Upload up to 10 document pages (JPG/PNG). All pages are processed together in one run.
Transkribus model – The HTR/OCR model used on Transkribus:
- The Text Titan I – General-purpose handwriting model
- The Text Titan I ter – Updated variant of Text Titan I
- German Genius – Optimized for German handwriting
- Transkribus Print M1 – For printed text
Multimodal LLM – The language model that independently reads the image and refines the result:
- Claude Sonnet 4.5
- Gemini 2.5 Pro
- Gemini 3 Pro Preview
- GPT-5.2
Temperature – Controls how deterministic the LLM output is (0.0–1.0). Lower values produce more consistent, conservative results; higher values allow more variation. Does not affect Transkribus.
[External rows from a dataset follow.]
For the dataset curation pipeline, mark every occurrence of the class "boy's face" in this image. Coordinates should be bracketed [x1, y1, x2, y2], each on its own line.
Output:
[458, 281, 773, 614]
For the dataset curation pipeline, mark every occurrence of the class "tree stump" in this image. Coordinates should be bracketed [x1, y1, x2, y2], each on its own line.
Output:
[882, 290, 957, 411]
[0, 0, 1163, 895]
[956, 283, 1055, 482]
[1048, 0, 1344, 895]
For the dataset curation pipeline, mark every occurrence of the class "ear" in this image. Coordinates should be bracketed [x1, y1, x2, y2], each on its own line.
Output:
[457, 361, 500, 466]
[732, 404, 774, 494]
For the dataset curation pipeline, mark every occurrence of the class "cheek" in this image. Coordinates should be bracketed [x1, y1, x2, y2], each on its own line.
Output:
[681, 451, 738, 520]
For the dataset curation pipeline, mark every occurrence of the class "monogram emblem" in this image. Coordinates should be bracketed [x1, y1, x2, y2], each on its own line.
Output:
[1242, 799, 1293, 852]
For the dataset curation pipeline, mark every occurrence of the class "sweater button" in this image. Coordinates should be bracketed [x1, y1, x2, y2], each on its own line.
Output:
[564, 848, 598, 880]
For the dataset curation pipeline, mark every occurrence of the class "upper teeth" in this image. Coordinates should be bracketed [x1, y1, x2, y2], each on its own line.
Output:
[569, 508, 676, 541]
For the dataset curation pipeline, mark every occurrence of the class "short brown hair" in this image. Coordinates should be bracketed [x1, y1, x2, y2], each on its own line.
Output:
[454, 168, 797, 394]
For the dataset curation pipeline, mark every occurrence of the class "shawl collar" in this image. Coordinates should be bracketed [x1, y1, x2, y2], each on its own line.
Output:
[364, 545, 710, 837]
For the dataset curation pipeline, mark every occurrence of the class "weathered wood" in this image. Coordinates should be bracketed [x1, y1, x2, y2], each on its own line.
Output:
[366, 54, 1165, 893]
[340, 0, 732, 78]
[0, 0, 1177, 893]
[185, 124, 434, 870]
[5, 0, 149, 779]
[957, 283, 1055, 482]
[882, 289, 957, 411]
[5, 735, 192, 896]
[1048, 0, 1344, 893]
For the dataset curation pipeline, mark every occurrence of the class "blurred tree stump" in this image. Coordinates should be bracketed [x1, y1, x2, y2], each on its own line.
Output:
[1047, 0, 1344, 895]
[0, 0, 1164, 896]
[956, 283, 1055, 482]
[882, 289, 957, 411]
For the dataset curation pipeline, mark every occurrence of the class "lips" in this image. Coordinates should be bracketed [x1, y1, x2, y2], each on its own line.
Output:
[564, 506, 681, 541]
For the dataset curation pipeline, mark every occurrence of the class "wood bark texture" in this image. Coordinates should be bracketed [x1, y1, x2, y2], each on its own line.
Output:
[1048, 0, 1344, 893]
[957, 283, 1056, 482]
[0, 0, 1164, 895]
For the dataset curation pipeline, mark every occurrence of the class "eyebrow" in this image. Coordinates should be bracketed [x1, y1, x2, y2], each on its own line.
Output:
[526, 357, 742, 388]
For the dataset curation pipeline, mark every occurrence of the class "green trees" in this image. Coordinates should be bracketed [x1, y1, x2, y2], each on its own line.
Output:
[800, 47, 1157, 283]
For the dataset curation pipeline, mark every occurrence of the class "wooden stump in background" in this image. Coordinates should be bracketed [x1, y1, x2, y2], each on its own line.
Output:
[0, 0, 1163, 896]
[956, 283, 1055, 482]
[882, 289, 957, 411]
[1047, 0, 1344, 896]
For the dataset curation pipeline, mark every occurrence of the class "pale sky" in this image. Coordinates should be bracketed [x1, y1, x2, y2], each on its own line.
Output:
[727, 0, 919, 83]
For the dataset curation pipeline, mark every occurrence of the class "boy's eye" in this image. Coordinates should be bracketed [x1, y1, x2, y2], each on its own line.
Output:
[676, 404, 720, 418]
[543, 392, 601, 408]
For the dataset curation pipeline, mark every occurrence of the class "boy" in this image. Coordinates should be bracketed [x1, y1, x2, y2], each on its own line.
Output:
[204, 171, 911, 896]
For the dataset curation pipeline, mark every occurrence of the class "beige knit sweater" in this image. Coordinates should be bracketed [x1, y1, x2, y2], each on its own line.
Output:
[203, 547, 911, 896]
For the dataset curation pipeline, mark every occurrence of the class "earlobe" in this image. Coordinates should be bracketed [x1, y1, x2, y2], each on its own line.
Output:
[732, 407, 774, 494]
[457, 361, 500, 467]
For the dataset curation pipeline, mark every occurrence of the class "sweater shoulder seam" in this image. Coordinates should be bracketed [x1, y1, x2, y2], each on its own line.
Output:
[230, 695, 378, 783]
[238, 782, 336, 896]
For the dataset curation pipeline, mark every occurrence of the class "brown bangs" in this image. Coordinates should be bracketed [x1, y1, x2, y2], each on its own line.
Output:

Click Texterkennung starten. Transkribus and the LLM run in parallel. A merged result combining both outputs is generated automatically. Progress is shown in real time.
Once complete, the comparison view lets you display any two versions side by side:
- Transkribus – Raw Transkribus output
- Multimodales Sprachmodell – Raw LLM output
- Transkribus + Multimodales Sprachmodell – Merged result
- Eigene Version I / II – Editable fields for manual corrections
Switch to the TEI panel and configure:
Text source – Which text version to use as the basis for TEI generation:
- Eigene Version I / II – Use one of the manually edited versions (recommended)
- Transkribus + Multimodales Sprachmodell – Use the merged result directly
Prompt type – The instruction given to the LLM for TEI markup:
- Prompt Briefe an Goethe – Pre-configured prompt for the RA project
- Prompt Goethes Lyrik – Pre-configured prompt for the GL project
- Eigenes Prompt – Enter a fully custom prompt (image and recognized text are appended automatically)
LLM and temperature – Same options as in the recognition step.
Click Erstelle TEI-XML to generate. The result is shown alongside a plain-text comparison view.